Shares of Zee Entertainment Enterprises Ltd (ZEEL) rallied over 6% in early trade on Tuesday, in sync with the broader market, amid report that Invesco Developing Markets Fund would sell a 5.51% stake in the company via a block trade today. Invesco to pare half of its stake in ZEEL, which currently stands at 10.14%, that could fetch the investor as much as $169.5 million (around ₹1,300 crore).
This is going to be the second block deal in seven months by Invesco after it sold 7.8% stake in ZEEL in April this year for ₹2,092 crore. It holds the stake in ZEEL through OFI Global China Fund.

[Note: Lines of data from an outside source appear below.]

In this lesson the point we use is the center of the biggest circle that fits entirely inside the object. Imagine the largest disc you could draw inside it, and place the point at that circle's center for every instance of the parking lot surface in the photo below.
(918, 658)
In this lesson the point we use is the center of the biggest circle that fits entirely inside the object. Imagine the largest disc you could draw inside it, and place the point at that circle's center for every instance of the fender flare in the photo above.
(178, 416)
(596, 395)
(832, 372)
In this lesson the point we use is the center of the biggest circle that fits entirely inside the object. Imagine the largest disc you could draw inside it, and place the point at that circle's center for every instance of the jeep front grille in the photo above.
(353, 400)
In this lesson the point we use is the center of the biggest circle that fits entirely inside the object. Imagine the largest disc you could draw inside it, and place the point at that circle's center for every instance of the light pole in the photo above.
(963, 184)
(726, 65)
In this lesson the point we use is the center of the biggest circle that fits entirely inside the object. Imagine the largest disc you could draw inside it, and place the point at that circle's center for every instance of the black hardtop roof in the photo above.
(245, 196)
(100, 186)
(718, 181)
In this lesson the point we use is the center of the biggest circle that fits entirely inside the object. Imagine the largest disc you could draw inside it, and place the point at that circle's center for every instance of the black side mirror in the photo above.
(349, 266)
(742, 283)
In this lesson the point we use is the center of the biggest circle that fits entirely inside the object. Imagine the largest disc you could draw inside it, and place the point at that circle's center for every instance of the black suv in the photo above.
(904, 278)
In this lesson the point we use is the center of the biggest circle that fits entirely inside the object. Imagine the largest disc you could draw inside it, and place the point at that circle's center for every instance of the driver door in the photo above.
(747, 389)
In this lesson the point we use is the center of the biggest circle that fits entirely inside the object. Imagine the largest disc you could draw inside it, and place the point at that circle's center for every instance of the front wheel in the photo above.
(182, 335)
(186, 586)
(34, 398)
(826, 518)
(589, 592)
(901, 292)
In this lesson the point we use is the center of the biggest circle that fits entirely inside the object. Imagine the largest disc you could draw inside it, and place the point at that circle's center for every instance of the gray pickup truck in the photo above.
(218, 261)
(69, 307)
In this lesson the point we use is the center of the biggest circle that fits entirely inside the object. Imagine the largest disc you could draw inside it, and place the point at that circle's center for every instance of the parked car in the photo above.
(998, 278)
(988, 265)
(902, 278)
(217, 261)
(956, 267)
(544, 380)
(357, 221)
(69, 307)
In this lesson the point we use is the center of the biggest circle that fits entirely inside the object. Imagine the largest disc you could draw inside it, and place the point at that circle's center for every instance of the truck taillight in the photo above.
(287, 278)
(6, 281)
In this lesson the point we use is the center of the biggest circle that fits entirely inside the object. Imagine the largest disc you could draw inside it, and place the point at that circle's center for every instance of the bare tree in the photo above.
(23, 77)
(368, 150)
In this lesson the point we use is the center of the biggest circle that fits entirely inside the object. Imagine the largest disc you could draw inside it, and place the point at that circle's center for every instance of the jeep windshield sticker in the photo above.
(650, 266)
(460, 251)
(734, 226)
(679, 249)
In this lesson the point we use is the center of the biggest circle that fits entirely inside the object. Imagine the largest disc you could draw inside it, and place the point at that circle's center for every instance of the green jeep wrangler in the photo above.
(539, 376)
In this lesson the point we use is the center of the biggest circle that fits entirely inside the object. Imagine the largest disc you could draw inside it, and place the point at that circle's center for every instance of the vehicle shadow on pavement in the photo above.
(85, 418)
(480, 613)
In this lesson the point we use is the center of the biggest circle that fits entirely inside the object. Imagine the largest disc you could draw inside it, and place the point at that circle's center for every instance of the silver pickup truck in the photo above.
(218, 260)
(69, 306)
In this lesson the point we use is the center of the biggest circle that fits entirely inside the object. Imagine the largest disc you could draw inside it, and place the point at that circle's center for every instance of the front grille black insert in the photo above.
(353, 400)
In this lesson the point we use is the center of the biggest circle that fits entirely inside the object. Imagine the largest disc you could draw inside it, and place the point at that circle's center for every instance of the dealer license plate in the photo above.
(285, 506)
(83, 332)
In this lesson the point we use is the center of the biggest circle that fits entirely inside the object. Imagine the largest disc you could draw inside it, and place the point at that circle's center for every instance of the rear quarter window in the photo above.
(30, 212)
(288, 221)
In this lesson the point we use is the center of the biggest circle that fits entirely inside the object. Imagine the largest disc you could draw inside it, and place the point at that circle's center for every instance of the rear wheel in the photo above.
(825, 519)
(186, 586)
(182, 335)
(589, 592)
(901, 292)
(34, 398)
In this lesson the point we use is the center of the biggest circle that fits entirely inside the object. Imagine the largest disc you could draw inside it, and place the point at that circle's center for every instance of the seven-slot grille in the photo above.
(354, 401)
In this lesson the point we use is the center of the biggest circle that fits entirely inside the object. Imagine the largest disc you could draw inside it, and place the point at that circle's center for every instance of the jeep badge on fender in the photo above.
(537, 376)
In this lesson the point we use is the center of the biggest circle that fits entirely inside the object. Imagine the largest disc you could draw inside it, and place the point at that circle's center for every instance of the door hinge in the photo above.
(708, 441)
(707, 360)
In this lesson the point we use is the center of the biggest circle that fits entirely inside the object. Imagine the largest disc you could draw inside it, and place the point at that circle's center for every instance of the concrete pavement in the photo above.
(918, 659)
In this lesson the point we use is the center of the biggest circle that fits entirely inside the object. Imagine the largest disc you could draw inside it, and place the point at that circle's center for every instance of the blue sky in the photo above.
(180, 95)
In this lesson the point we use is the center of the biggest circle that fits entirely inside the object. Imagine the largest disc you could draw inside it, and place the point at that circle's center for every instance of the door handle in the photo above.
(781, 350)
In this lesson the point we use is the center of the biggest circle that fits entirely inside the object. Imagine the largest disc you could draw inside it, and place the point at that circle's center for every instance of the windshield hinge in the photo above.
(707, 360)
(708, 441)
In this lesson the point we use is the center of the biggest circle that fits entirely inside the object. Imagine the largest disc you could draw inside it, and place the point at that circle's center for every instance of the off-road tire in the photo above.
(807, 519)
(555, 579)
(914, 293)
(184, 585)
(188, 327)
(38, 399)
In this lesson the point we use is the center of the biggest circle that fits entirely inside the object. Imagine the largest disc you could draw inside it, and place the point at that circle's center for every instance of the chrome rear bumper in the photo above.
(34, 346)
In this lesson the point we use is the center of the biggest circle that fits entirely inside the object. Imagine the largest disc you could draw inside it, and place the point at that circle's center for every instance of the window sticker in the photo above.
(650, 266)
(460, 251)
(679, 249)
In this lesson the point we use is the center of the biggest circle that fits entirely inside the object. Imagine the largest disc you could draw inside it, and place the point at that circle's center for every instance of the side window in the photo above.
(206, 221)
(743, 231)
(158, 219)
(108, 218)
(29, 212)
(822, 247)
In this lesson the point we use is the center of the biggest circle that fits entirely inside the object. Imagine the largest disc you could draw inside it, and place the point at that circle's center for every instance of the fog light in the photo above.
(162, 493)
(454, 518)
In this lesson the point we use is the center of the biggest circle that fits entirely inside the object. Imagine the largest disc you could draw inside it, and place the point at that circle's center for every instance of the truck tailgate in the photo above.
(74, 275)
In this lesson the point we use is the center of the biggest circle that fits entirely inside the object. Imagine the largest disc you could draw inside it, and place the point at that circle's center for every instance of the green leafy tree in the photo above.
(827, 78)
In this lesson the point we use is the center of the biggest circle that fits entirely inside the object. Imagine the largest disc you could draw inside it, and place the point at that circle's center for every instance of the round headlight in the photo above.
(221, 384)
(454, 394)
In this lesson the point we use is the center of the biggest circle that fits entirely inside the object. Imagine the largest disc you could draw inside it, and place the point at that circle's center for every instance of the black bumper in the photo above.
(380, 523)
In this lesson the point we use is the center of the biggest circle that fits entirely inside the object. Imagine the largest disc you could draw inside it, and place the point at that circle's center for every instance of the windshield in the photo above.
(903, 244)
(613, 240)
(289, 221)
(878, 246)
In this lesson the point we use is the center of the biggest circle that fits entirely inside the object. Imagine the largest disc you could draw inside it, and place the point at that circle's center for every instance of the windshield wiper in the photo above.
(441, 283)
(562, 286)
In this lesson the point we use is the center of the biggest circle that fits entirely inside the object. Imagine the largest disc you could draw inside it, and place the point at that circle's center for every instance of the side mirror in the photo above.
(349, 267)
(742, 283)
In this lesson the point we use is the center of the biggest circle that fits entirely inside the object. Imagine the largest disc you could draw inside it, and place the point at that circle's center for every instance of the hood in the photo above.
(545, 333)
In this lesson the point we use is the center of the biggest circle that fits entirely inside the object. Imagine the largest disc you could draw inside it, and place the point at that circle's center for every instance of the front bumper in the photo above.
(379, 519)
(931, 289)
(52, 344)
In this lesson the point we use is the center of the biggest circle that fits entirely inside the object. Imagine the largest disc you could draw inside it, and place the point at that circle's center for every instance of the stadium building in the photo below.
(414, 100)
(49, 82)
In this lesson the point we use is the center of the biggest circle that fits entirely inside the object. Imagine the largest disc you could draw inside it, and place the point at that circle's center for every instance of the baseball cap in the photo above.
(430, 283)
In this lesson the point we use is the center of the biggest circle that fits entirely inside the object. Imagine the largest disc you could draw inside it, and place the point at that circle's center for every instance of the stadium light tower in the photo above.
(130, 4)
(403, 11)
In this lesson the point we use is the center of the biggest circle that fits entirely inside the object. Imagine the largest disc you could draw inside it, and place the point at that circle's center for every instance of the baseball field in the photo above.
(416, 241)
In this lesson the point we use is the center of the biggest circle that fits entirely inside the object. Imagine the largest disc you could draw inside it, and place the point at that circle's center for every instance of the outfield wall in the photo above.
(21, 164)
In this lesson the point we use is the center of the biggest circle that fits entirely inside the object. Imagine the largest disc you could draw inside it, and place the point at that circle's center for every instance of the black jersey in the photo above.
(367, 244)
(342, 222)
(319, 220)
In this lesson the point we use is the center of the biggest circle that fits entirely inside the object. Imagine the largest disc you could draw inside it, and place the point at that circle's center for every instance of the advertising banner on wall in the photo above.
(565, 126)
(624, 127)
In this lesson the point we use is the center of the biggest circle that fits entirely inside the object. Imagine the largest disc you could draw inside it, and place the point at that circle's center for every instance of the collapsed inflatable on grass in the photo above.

As per the report, Invesco will offload 52,935,068 equity shares, or 5.51% of the total shares outstanding in the company, at a price range of ₹250-₹263.7 per share. The floor price is at a discount of 5.32% (at the lower end of the price band) to Monday's closing price of ₹263.30 per share on the BSE.
On Tuesday, Zee Entertainment share price opened higher at ₹278.70, against the previous closing price of 263.30 on the BSE. During the first two hours of trade so far, the stock gained as much as 6.2% to ₹279.75, driven by a surge in volume trade. As many as 8 lakh shares changed hands over the counter on the BSE as compared to the two-week average volume of 11.3 lakh stocks.
With a market capitalisation of ₹26,303.8 crore, the stock currently trades 26% lower than its 52-week high of ₹378.60 touched on December 15, 2021. The share price hit a 52-week low of ₹200.50 on May 20, 2021. The stock has delivered a negative return of 12% in the past one year, while it has fallen 15.5% on a year-to-date (YTD) basis. In the past one month, the counter has risen 2.4%, while it has gained nearly 2% in a week.
Last Friday, the company received shareholders' approval for the proposed merger with Sony Pictures Networks India Pvt. Ltd. The proposed merger deal has already received a nod from the Competition Commission of India (CCI) on October 4, 2022. It also got a green signal from the domestic bourses - Bombay Stock Exchange (BSE) and National Stock Exchange (NSE) - in July 2022.
In December last year, Zee Entertainment and Sony Pictures Networks India Private Limited (SPNI) inked a deal to merge the two entities to create the largest entertainment network in the country. The merger would make the combined entity the largest media conglomerate in India with a 28% share (leaving behind the current market leader, Disney-Star, with a 22% share). The combined entity will include 75 TV channels, two film studios – Zee Studios and Sony Pictures Films India, as well as two video streaming services – ZEE5 and Sony LIV, and digital content studio Studio NXT, which is currently under Sony Pictures Network.
Once the regulatory approvals come through Sony Pictures Entertainment through its Indian entity, SPNI, will indirectly hold a majority of 50.86% of the combined company, the promoters (founders) of ZEEL will hold 3.99%, and the other ZEEL shareholders will hold 45.15% stake. The new board would comprise nine members, out of which five would be nominated by SPNI, three would be independent members and Punit Goenka would also get a position in the board.
Goenka, the incumbent ZEEL CEO, will lead the merged entity as its managing director and CEO. Sony Group will nominate most of the directors on the board of the new entity, including N.P. Singh, the current SPNI managing director and CEO. Post merger, Singh will assume a broader executive position at SPE as Chairman, Sony Pictures India (a division of SPE), reporting to Ravi Ahuja, SPE’s chairman of global television studios and SPE corporate development.